La Suisse va voter pour mettre fin à l'accord de libre circulation avec l'UE | Suisse

25 septembre 2020 0 Par Village FSE

La Suisse votera dimanche si elle doit mettre fin à son accord avec l’UE sur la libre circulation des personnes, lors d’un référendum faisant écho à la campagne pro-Brexit qui a conduit à la décision de la Grande-Bretagne de quitter le bloc.

Le plus grand parti du parlement suisse, le parti populaire suisse (SVP) anti-immigration de droite, a appelé au vote, affirmant que le pays doit être autorisé à fixer sa propre limite sur le nombre d'étrangers venant travailler.

Cependant, les sondages prévoient que le SVP ne sera pas couronné de succès, avec un cette semaine, 63% des répondants se sont opposés à la proposition du parti – suggérant que les électeurs veulent la stabilité à une époque d'incertitude économique au milieu de la pandémie de coronavirus.

Les non-nationaux représentent environ un quart des 8,6 millions d’habitants de la Suisse et la poursuite de l’immigration devrait porter la population à environ 10 millions au cours des 30 prochaines années.

«Les migrants changent notre culture», déclare le site Web de la campagne référendaire du SVP. «Les places publiques, les trains et les rues deviennent moins sûrs. En outre, pratiquement la moitié de tous les bénéficiaires de l'aide sociale sont des étrangers. »

Le parti affirme que le chômage parmi les ressortissants suisses augmentera inévitablement à mesure que de jeunes étrangers seront recrutés pour remplacer les travailleurs suisses âgés, que les coûts de logement augmenteront et que les écoles, les transports et les services publics seront débordés.

Les opposants affirment que déchirer son accord de libre circulation avec l'UE priverait le pays de travailleurs qualifiés et mettrait surtout en danger le réseau complexe de plus de 120 traités bilatéraux que la Suisse – non membre – a avec le bloc.

En plus de permettre aux ressortissants de l'UE de travailler en Suisse, les traités comprennent des accords considérés comme vitaux par les entreprises suisses sur le libre-échange, l'échange de données, l'agriculture, la recherche, la coopération policière, l'aviation civile, les transports routiers, le tourisme, l'éducation et les retraites.

Le gouvernement a déclaré que si les électeurs rejettent la libre circulation, six autres accords qui suppriment les principales barrières entre la Suisse et l'UE dans le commerce, les transports et d'autres domaines cesseraient également de s'appliquer en vertu d'une soi-disant «clause guillotine».

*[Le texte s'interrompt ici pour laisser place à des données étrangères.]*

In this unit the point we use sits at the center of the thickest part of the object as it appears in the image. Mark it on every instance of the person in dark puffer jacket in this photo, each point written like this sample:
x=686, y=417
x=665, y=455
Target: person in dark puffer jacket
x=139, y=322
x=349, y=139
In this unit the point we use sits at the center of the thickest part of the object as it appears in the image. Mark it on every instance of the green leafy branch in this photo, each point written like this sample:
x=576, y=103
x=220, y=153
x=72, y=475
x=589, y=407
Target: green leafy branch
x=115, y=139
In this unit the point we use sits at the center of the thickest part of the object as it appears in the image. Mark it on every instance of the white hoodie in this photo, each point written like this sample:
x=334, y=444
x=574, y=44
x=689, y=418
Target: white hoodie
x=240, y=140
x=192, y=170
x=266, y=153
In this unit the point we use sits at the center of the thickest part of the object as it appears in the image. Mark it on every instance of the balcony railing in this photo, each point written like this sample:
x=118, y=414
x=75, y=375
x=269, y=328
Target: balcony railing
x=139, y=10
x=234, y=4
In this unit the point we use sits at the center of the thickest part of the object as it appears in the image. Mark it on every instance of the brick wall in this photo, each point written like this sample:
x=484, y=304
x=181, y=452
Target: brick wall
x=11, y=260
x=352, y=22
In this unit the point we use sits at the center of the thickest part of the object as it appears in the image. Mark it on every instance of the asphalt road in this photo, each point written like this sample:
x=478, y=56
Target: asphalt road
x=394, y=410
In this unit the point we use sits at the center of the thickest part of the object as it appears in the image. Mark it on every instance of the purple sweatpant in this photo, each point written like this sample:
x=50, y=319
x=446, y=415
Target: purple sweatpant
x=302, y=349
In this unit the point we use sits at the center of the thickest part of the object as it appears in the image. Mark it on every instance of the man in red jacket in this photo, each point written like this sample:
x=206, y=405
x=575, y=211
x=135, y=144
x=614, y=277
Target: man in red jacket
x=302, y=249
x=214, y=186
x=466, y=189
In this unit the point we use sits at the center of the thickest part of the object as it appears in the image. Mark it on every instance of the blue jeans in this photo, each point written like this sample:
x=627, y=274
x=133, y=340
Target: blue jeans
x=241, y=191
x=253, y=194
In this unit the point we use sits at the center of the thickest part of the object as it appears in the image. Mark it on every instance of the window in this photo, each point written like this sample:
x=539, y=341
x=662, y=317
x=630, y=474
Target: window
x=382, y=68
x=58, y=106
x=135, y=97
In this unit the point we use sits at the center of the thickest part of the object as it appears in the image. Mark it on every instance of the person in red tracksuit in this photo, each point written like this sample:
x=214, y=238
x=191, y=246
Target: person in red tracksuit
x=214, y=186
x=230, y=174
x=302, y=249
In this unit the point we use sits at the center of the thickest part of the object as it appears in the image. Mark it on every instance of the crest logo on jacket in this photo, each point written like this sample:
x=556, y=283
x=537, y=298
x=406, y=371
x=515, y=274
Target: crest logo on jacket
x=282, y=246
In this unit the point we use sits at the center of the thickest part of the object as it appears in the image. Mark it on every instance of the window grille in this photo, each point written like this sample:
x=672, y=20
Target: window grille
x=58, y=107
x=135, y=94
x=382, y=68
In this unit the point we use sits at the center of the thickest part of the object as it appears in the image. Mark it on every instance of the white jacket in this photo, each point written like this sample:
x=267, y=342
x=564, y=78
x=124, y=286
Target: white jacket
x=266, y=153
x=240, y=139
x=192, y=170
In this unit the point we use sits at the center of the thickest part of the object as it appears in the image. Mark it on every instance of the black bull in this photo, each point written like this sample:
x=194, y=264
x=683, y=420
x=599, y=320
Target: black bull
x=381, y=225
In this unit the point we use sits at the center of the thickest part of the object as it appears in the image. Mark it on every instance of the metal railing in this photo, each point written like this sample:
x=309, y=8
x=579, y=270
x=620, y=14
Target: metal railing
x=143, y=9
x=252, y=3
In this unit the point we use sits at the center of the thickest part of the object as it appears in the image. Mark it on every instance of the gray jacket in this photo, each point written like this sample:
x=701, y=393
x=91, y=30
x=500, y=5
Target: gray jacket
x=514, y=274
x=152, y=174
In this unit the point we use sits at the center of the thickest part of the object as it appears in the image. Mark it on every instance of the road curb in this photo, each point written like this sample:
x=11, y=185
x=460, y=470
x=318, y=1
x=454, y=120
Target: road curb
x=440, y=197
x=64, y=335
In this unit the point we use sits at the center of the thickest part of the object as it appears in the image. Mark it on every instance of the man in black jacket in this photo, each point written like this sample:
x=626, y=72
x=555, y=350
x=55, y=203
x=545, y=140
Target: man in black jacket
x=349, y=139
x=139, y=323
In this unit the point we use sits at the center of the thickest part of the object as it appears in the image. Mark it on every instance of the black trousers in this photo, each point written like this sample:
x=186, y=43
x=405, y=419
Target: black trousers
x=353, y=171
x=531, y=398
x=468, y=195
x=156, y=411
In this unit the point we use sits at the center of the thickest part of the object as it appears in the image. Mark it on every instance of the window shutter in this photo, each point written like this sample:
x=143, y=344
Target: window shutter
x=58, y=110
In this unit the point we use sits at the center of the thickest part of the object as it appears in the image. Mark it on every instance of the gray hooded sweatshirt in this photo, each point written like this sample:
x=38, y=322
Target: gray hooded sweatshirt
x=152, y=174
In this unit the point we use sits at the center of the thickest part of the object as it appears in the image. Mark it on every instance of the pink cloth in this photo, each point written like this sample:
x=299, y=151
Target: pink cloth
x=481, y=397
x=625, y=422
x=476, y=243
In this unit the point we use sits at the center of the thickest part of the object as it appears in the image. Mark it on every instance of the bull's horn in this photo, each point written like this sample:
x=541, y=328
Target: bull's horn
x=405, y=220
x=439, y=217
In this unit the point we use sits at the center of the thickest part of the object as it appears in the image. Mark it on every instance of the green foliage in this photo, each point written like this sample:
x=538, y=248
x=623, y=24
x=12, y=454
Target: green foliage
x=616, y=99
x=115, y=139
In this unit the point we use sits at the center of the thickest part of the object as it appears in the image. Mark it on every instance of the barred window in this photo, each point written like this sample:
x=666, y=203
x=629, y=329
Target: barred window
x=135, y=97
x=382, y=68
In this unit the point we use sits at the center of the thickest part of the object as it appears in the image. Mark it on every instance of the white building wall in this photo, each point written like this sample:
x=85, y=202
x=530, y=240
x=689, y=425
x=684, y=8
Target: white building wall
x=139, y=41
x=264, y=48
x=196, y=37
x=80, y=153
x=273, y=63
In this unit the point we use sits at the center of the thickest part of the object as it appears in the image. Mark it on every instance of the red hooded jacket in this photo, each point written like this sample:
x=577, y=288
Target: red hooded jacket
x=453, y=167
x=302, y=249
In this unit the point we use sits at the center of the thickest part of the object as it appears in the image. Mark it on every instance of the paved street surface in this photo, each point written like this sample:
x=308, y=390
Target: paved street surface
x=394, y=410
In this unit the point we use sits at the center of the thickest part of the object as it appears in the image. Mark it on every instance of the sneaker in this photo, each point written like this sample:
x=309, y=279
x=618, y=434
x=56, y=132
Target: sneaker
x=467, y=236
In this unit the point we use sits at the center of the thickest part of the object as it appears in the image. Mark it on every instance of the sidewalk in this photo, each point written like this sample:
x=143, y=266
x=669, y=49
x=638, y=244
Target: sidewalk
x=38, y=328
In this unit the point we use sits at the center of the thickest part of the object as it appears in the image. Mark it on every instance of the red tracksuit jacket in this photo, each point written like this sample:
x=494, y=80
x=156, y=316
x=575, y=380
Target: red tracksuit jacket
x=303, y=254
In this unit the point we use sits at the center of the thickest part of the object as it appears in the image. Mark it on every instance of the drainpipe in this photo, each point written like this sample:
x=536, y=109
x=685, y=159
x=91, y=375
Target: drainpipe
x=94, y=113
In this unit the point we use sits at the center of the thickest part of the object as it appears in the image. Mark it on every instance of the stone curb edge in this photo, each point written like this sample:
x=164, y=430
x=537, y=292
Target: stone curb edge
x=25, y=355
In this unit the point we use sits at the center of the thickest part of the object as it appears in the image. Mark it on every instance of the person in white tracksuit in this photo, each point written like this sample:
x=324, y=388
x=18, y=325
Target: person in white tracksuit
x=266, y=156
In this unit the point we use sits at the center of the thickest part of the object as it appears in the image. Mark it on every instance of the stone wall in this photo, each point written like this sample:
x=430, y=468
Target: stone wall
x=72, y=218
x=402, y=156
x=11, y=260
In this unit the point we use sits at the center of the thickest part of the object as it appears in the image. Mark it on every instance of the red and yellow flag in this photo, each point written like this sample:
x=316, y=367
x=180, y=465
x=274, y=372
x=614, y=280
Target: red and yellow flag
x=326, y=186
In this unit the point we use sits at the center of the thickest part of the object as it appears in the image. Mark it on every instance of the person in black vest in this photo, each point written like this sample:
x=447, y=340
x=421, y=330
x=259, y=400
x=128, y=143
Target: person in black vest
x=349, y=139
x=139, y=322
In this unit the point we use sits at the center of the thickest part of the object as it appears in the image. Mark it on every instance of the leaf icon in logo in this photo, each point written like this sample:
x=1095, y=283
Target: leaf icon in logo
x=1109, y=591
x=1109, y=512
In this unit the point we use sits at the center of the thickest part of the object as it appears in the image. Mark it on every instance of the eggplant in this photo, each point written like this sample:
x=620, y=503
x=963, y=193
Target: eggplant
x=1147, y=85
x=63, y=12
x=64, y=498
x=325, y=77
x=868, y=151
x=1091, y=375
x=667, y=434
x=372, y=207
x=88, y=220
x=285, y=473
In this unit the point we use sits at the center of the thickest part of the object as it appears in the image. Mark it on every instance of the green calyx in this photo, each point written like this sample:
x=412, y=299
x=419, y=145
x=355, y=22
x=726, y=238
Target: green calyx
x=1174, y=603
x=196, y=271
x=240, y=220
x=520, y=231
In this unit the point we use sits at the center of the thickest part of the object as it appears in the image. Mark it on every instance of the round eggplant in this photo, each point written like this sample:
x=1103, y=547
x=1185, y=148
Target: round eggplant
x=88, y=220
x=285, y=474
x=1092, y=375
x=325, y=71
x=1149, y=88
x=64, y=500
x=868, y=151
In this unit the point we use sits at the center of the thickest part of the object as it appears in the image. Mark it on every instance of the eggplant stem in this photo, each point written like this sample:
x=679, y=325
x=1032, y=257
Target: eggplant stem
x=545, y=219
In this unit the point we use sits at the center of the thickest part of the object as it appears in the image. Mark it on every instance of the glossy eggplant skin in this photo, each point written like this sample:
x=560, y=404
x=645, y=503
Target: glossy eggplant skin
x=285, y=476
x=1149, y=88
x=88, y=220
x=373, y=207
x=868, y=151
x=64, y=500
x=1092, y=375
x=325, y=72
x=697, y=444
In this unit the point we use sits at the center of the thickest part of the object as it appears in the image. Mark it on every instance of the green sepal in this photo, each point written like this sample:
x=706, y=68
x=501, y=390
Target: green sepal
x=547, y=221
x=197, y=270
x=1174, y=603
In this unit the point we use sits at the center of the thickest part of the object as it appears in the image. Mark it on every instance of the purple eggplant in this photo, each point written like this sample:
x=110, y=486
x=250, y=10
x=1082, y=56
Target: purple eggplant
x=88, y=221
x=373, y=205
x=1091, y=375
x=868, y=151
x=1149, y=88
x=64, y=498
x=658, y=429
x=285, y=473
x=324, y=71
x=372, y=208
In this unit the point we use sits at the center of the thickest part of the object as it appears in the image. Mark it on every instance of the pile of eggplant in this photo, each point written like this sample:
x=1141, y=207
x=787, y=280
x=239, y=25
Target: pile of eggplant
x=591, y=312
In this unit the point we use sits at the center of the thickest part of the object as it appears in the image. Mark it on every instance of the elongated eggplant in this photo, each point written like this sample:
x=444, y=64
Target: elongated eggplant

Les citoyens de l’UE ainsi que l’Islande, la Norvège et le Liechtenstein représentaient 68% des 2,1 millions d’étrangers résidents de la Suisse l’année dernière. Les plus grandes communautés venaient d'Italie, d'Allemagne et du Portugal. Plus de 450 000 Suisses vivent dans l'UE.

L'UDC a déjà tenté de limiter la libre circulation, remportant de justesse un référendum de 2014 exigeant des quotas d'immigration. À la fureur du parti, l’initiative a été par la suite édulcorée, favorisant un certain degré de préférence locale dans certains secteurs économiques, mais n’imposant surtout aucune limite fixe.

L'UE n'a pas changé sur la libre circulation depuis ce référendum et reste catégorique sur le fait que tout rejet du principe par la Suisse entraînerait l'exclusion du pays du marché unique.